Гензель смотрел в замершие янтарные глаза и не знал, что сказать. Бруттино больше не замечал их, сделавшись совершенно неподвижным, неживым. И если бы не тусклый блеск его глаз, похожих на сгустки свежей смолы, его тело можно было бы принять за древесный остов из числа тех, что годами стоят в лесу, обреченные, но все еще слишком сильные, чтобы превратиться в труху. Сколько продлятся муки выбора, на которые он сам себя обрек? Сто лет? Двести? Гензель отвернулся от стекла. Едва ли это ведомо и мудрейшим из геноведьм. Быть может, это продлится очень, очень долго. Наверху будет течь обычная жизнь — сменят друг друга короли, исчезнут в радиоактивной пыли города и обновятся наборы всех хромосом. И все это время будет петлять и виться цепочка человеческой генетической линии, претерпевая непредсказуемые мутации и обрастая дополнительными генами, продолжая свой бесконечный, на протяжении тысячелетий, танец. Черт возьми, быть может, уже лет через сто Вальтербург превратится в заплесневелое болото, населенное полуразумными головастиками, которые по привычке станут именовать себя людьми… И все это время глубоко под землей, в толще камня будет терпеливо ждать существо из дерева, которое само обрекло себя на бесконечную муку, самую страшную из всех известных человечеству: муку выбора.
— Пойдем-ка отсюда, сестрица, — сказал Гензель вслух. — Может, ты не заметила, но я все еще истекаю кровью.
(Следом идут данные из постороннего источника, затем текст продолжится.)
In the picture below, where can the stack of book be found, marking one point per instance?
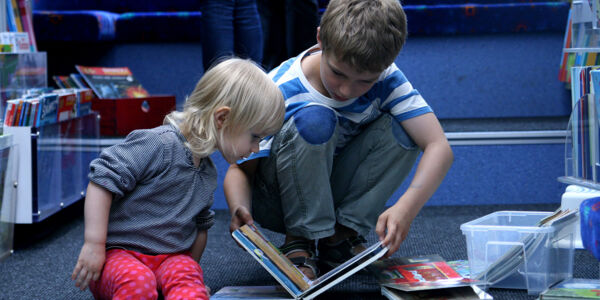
(573, 288)
(106, 82)
(40, 107)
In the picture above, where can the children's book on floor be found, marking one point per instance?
(251, 293)
(112, 82)
(289, 276)
(573, 288)
(418, 273)
(425, 277)
(463, 293)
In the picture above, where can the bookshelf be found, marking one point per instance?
(8, 178)
(53, 165)
(582, 151)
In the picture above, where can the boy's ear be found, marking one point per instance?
(221, 115)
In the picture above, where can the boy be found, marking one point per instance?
(353, 130)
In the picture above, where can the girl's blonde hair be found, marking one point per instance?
(255, 101)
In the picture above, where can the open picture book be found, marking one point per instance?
(289, 276)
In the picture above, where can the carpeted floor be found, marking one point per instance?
(45, 254)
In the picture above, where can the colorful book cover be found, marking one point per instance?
(266, 262)
(26, 21)
(35, 105)
(417, 273)
(280, 260)
(24, 113)
(48, 111)
(66, 105)
(84, 101)
(457, 293)
(79, 81)
(573, 288)
(251, 293)
(320, 284)
(16, 15)
(10, 112)
(114, 82)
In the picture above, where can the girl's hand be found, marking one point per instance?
(392, 227)
(240, 217)
(89, 265)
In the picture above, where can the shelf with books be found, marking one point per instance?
(8, 174)
(19, 72)
(581, 44)
(582, 152)
(53, 165)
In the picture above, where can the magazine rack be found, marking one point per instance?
(8, 178)
(582, 152)
(53, 165)
(19, 72)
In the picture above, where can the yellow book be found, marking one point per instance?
(282, 262)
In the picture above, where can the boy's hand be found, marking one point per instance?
(89, 265)
(392, 227)
(240, 217)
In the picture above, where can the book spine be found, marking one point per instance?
(26, 20)
(281, 261)
(266, 262)
(9, 114)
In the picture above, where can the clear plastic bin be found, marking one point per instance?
(506, 249)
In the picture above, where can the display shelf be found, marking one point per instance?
(8, 180)
(53, 165)
(582, 154)
(19, 72)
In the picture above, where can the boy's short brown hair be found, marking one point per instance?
(366, 34)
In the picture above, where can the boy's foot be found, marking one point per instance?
(332, 255)
(302, 254)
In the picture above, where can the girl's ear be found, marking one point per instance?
(221, 115)
(319, 37)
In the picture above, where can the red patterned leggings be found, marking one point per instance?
(132, 275)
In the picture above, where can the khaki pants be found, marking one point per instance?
(303, 189)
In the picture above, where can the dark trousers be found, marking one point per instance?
(289, 27)
(230, 27)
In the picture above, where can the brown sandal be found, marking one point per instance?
(309, 262)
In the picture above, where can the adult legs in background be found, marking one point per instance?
(230, 27)
(289, 27)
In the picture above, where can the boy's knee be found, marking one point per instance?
(315, 124)
(402, 137)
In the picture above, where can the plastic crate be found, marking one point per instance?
(541, 256)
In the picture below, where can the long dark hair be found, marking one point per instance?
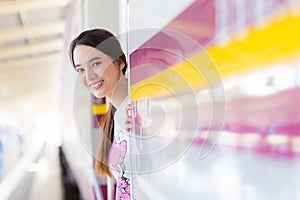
(104, 41)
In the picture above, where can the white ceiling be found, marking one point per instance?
(32, 40)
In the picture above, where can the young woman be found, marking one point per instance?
(98, 59)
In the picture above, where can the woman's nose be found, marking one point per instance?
(90, 74)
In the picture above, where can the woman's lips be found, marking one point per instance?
(97, 85)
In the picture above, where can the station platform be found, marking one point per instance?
(35, 180)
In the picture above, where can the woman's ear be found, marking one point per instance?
(121, 64)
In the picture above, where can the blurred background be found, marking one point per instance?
(48, 124)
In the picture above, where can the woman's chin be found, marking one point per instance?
(97, 95)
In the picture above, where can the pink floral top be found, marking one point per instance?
(118, 155)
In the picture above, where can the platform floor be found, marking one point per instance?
(42, 179)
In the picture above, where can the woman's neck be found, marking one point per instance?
(120, 92)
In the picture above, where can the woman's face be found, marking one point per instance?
(96, 70)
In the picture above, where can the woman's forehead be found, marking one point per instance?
(83, 53)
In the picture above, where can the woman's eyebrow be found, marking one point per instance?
(89, 61)
(92, 59)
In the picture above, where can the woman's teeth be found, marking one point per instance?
(96, 85)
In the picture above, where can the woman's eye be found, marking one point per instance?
(96, 64)
(79, 70)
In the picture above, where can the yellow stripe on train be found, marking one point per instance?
(277, 42)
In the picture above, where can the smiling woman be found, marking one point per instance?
(98, 59)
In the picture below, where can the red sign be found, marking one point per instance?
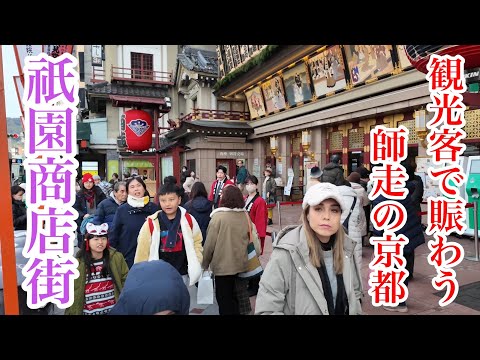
(138, 130)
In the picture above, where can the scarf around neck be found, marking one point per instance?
(172, 227)
(90, 197)
(137, 202)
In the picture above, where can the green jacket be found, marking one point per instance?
(119, 270)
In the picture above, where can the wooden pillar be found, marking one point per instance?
(10, 291)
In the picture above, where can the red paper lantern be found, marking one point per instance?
(138, 130)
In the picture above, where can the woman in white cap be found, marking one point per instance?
(312, 270)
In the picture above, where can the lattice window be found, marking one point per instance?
(472, 124)
(336, 140)
(355, 138)
(412, 134)
(236, 55)
(142, 66)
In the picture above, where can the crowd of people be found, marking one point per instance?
(139, 255)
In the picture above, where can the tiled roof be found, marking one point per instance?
(127, 90)
(199, 60)
(230, 124)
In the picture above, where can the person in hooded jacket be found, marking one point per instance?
(200, 207)
(153, 288)
(103, 271)
(312, 270)
(412, 230)
(257, 209)
(353, 221)
(130, 217)
(18, 208)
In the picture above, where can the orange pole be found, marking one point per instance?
(10, 291)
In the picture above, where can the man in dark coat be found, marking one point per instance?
(153, 288)
(333, 172)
Еще немного, и тебе придется вырастить себе еще одну деревянную куклу — на замену брату.
Гретель нахмурилась, прозрачные глаза недовольно потемнели.
— Ты хитрая старая акула, братец. Такую не так-то просто отправить на дно.
— Да, — позволил он себе улыбнуться, — хитрая, старая, но очень уставшая акула. Дай-ка плечо, обопрусь… И мушкет не забудь.
Пока Гретель вела его к выходу, Гензель смотрел себе под ноги. И лишь у самого тоннеля, ведущего к фальшивому камину, обернулся. В вечной полутьме огромной лаборатории полусфера саркофага мерцала тускло и заманчиво, как огромная чашка Петри, внутри которой находился в неподвижности один-единственный организм.
Когда америциевый ключ навеки упокоится на болотном дне, ни одна сила уже не сможет ее раскрыть. Так она и будет стоять столетиями, тысячелетиями — огромный сверкающий памятник единственному существу на свете, которое слишком хорошо знало, какую цену надо заплатить за то, чтобы стать человеком.